Discussion Opens at the ASCE conference in Miami
Vincent Morin Aguado
HAVANA TIMES — An analysis about the possible success or failure of the reform process taking place in Cuba was the focus of discussions during the first plenary session of the XXIV Annual Conference of the Association for the Study of the Cuban Economy (ASCE). The three-day event, which began on Thursday at the Hilton Miami Downtown, was attended by hundreds of industry professionals, including many Cubans from both shores of the Straits of Florida.
In his presentation titled “The uncertainty of the changes in Cuba”, Joaquin Pujol, a retired IMF official, offered a detailed analysis of recent agricultural measures adopted by the government of Raul Castro in response to the decrease of the main production indicators for sugar, coffee, milk, beef and the cattle among others.
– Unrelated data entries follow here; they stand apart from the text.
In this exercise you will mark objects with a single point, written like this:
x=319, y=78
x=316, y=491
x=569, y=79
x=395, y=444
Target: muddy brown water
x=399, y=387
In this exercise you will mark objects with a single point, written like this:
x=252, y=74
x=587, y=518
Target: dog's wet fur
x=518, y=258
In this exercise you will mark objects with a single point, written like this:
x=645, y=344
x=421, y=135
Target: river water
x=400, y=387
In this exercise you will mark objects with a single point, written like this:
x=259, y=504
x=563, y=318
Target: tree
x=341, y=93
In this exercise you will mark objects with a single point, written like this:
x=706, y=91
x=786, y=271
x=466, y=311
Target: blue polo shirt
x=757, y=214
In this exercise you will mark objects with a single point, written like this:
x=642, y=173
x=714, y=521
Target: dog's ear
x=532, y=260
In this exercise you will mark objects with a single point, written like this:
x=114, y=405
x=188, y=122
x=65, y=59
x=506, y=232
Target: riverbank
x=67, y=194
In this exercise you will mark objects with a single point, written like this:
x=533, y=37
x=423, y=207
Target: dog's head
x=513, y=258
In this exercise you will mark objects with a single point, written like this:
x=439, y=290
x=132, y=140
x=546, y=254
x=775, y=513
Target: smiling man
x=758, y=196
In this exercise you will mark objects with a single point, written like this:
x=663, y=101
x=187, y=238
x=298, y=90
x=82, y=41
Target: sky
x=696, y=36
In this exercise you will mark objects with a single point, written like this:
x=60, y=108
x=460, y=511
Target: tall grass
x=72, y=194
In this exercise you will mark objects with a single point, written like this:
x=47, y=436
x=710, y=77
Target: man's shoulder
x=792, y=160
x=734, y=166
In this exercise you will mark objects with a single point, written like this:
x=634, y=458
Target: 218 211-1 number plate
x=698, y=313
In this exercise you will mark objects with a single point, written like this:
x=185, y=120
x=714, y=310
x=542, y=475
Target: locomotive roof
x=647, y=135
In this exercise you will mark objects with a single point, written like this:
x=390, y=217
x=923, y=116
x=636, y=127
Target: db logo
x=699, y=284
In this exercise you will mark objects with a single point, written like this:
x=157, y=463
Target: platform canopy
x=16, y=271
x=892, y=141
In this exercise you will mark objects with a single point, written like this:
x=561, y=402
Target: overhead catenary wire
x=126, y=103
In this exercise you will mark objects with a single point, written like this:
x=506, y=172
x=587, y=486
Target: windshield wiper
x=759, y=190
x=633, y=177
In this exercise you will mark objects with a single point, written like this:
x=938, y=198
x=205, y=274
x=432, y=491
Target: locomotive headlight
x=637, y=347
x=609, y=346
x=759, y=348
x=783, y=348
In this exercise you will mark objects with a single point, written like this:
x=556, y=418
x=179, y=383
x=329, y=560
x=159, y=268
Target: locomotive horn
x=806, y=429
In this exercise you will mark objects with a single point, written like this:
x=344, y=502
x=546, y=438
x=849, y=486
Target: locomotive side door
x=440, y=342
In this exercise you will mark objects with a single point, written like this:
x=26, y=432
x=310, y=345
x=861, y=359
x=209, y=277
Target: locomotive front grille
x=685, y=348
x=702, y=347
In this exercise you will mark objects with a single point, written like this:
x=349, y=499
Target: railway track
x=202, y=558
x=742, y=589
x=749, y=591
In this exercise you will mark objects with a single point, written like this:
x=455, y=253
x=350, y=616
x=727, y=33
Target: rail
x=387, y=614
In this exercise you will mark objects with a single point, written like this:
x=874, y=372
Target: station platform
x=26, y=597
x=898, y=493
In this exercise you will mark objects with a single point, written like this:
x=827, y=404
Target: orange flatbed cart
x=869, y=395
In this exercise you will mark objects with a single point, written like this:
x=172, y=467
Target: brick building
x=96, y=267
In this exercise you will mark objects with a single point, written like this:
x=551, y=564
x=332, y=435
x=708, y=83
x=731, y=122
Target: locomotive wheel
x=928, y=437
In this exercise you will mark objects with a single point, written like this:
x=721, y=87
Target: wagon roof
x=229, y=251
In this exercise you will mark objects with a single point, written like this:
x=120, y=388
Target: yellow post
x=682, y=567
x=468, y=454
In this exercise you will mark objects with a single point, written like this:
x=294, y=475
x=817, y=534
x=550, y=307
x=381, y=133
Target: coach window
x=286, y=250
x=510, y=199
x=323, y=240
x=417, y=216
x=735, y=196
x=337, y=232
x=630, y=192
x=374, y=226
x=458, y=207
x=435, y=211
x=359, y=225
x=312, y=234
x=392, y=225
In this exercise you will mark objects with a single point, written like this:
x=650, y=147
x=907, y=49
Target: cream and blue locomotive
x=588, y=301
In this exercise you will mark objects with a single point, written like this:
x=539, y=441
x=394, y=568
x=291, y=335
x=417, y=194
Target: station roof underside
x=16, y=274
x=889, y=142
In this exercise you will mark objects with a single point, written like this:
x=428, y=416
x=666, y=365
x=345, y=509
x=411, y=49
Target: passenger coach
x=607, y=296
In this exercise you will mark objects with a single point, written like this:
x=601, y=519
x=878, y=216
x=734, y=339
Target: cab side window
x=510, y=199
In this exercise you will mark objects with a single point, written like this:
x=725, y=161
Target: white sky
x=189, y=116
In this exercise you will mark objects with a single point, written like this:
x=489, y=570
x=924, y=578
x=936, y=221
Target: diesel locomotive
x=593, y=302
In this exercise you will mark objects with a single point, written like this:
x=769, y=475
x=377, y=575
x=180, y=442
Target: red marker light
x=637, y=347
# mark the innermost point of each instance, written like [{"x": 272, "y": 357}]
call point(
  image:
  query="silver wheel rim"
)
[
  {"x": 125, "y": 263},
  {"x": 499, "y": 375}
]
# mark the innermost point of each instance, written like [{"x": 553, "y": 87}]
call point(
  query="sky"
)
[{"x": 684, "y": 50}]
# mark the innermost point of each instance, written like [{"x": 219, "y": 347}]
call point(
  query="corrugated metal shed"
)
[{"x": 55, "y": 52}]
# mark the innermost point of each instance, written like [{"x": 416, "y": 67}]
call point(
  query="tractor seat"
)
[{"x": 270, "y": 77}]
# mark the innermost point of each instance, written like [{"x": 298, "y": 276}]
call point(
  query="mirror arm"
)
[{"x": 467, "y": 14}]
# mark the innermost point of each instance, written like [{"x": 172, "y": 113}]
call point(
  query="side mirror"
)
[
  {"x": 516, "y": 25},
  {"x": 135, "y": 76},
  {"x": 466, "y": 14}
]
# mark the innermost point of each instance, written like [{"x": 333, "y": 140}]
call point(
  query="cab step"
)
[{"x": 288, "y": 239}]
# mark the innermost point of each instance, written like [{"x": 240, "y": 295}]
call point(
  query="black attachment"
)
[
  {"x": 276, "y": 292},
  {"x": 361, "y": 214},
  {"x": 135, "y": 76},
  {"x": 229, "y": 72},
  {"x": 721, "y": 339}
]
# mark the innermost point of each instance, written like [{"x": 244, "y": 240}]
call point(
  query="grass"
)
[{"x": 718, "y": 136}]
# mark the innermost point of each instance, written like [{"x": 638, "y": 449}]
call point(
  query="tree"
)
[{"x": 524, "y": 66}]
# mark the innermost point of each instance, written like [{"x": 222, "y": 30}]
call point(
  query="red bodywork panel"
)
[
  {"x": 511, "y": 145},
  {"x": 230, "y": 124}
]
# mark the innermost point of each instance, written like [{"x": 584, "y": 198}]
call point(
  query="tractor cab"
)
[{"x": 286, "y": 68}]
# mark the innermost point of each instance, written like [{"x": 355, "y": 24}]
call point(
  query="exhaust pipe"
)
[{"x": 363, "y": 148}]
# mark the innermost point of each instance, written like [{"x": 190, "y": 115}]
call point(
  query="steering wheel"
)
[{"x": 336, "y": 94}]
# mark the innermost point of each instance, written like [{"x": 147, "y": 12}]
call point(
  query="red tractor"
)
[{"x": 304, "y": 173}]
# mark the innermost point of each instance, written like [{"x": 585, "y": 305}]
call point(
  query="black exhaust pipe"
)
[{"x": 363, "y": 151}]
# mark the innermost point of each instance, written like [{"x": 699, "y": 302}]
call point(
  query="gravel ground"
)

He noted the limitations imposed on farmers – both those in cooperatives and those benefited individually through land distribution – by the low prices paid by the still existing state purchasing monopoly [on many basic crops and livestock] along with the arbitrary actions of the bureaucrats who make the decisions in this key area of the national economy.
Of special interest was the analysis of Professor Rolando Castañeda, a retired official of the Inter-American Development Bank, who noted the incongruous design of productive activities and services in Cuba. Professor Castañeda’s presentation included a review of three other attempts at reform carried out over more than 30 years, the first at the beginning of the eighties, when former president Fidel Castro applied the Soviet model, later limiting still further the role of the market.
The next limited reforms came in 1993, with the opening of the agricultural markets and some other self-employed activities. However before advancing significantly a backtracking took place regarding private initiative. The dual monetary system also took shape.
Changes appeared again recently, but also limited in scope, “slow and partial,” under the Communist Party program called “the guidelines”. Professor Castañeda concluded his presentation by stating: “With such come and go, without a will to resolutely advance on the path initiated, it’s logical that we see null results in terms of predicted growth, especially when considering the weakness of the national economy and its vulnerability to external factors since the reforms began.”
A nice epilogue to Thursday’s panels at the ASCE Conference was the one comprised of five self-employed Cubans, owners of recently started small businesses, such as a soap factory from natural raw materials, two restaurants, a beauty salon and a company dedicated to the decoration of social events.
The period of questions and answers included the participation of entrepreneurs Ángel Carlos Fanjul and Saladrigas, both known for their business successes within the Miami community, and for their unprejudiced approach to today’s Cuban reality, looking to build bridges across the gulf stream that still seems to separate us when the times are pressing for collaboration among all Cubans wherever they live.